The closing rate declined in 2021, likely helped by a combination of better sales numbers and additional government relief through the Restaurant Revitalization Fund, which was available to some brewpubs and brewery taprooms.

“While the boom in breweries of a few years before has certainly slowed, the continued growth in small breweries shows the solid foundation of demand for their businesses and beers,” added Watson.

We expect to see a more detailed report and further analysis from Bart Watson and the Brewers Association in the coming weeks. If anything interesting or important is revealed, you’ll read about it here on the Washington Beer Blog.

The Future and Challenges Ahead

The past couple of years presented no shortage of obstacles. It is impressive the way so many breweries dealt with so much turbulence. Now that we have seemingly returned to something closer to normal, 2022 is all about recovery. How will breweries emerge from the fog? How will they charge forward into the light? Maybe we should be thinking about discovery instead of recovery.

The craft brewing industry witnessed substantial growth in the years immediately leading up to the pandemic.

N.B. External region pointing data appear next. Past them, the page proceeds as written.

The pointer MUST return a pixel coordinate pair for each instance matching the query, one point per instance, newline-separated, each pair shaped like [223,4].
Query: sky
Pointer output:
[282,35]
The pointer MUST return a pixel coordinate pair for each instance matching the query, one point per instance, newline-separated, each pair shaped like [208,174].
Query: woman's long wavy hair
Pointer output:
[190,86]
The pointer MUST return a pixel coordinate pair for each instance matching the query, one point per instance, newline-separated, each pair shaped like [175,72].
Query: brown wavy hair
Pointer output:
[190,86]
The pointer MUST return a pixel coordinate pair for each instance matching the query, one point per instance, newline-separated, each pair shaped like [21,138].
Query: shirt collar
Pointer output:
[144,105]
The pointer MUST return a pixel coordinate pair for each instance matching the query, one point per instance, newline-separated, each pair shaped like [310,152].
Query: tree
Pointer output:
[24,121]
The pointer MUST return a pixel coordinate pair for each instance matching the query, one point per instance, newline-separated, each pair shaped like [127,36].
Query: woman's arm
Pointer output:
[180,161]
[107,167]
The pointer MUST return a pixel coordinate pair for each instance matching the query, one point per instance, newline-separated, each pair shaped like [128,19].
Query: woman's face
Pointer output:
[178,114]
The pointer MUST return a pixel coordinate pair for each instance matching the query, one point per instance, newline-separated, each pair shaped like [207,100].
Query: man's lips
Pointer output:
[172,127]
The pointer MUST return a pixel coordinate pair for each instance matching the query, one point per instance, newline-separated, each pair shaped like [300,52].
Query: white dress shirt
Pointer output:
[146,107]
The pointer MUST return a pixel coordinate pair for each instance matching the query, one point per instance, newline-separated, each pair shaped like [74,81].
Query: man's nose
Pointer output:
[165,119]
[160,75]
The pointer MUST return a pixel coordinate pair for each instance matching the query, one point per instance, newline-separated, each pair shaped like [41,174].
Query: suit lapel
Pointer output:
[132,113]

Many of these new breweries don’t really know what the old normal even looks like. Instead of a return to normal, perhaps this will look more like the birth of a new normal.

Supply chain issues. Historically low unemployment rates. A drastic decrease in the number of people willing to work in the service industry. The aluminum can shortage. The increasing cost of everything. It’s a lot to deal with, even without the burden of a global pandemic. Craft breweries are not supertankers, they’re better equipped to navigate rough water.

Things have changed. Period. And yes, a lot of those things have changed because of the pandemic. Now that we’ve taken off our masks, should we simply expect it all to change back to the way it was before? Probably not. What will the future look like? We will see. One thing is certain, there will be beer.